Given all that backstage drama, I’m genuinely grateful that some critics are adopting “Margaret” as a cause célèbre; see Keith Uhlich’s Time Out New York review for one fine example. People should love this movie — it’s like the ugly but brilliant orphan abandoned behind the staircase in some sub-Dickensian 19th-century novel. Unfortunately, those people will not include me, or not entirely. Rarely has a film with such a great cast and so many moments of terrific writing and such high dramatic goals (and overdone but beautiful cinematography, from Ryszard Lenczewski) been so messy and disorganized and fundamentally bad. And by “rarely” I believe I mean “never. ” Watching “Margaret” is rather like going to a friend’s house for dinner to discover that they’ve apparently had a breakdown, and bought all sorts of delicious ingredients with no recipe in mind: Ice cream followed by lentil soup followed by sashimi followed by uncooked root vegetables, with half-kneaded bread dough dumped in your lap and Pinot Noir poured over your head.

This movie’s central problem can be stated simply: Paquin’s character, Lisa Cohen, is not only one of the most irritating people in the history of cinema, she belongs to a constitutionally irritating class of person — the overprivileged New York private-school teenager — about whom no more movies need to be made, by anyone, ever. (I live in New York and don’t want to know anything about those people. Perhaps, though, they are more tolerable viewed from afar.) Then there’s the fact that the dreadful bus accident — which Lisa inadvertently helps cause by flirting with the driver (Ruffalo) — happens almost as soon as you’re in your seat, and is lingered over in gruesome, even devastating detail. Lisa kneels on the street, cradling a mutilated and dying woman (Allison Janney) in her arms, and then lies about what happened and goes home covered with blood.

It’s not like I don’t see where Lonergan is trying to go with this episode of horror and death and guilt and shame, or the way he’s trying to connect, on a symbolic or psychological level, with recent American experience.
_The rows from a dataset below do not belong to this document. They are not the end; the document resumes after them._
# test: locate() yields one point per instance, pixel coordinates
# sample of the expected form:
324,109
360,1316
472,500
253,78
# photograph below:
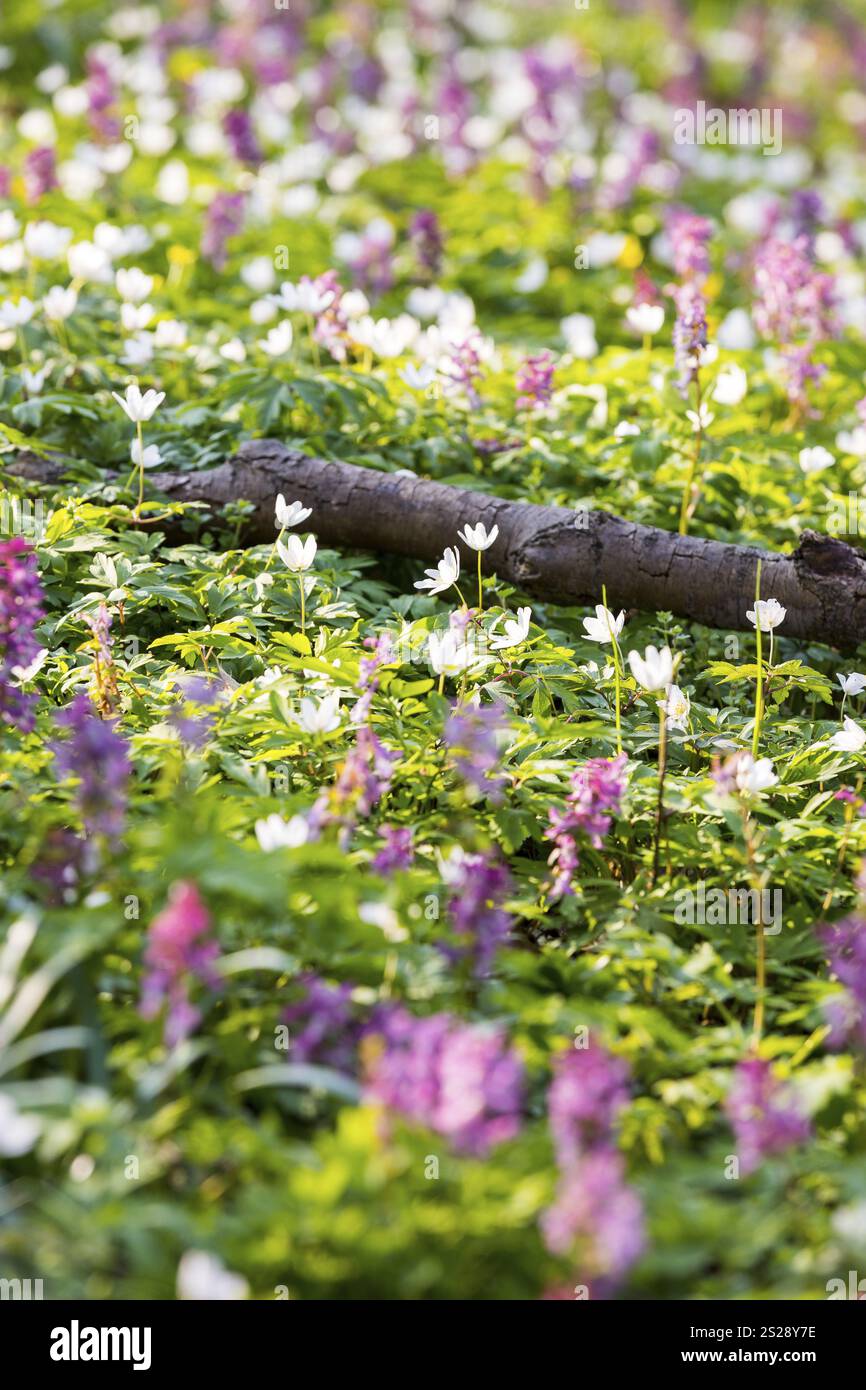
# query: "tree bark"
549,553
But the film lurches from one episode to the next in haphazard, drunken fashion: Lisa’s crusade to punish Ruffalo’s character for something that was largely her fault in the first place is bracketed by her troubled relationship with her mom (Smith-Cameron, as the only halfway sympathetic character in the whole damn thing), her deflowering by a stoner classmate (Culkin), her seduction of a math teacher (Damon, looking “Bourne Identity”-slender) and innumerable other baffling characters and episodes that are meant to build to something prodigious and inexpressible but cannot quite get there. That said, if I told you that I wasn’t intermittently dazzled and moved I’d be lying, and the final scene between Paquin and Smith-Cameron left me in tears. Listen: If you have a chance to see “Margaret” on the big screen where you live, don’t pass it up. It’s likely to go down in movie history as a great woulda-shoulda, a film that at some point people will defend furiously, and if you’re more tolerant of its glaring, glass-in-the-eyeballs flaws than I am, you’re probably a better person.

“Margaret” opens Sept. 30 in New York and Los Angeles, with more cities to follow (or not).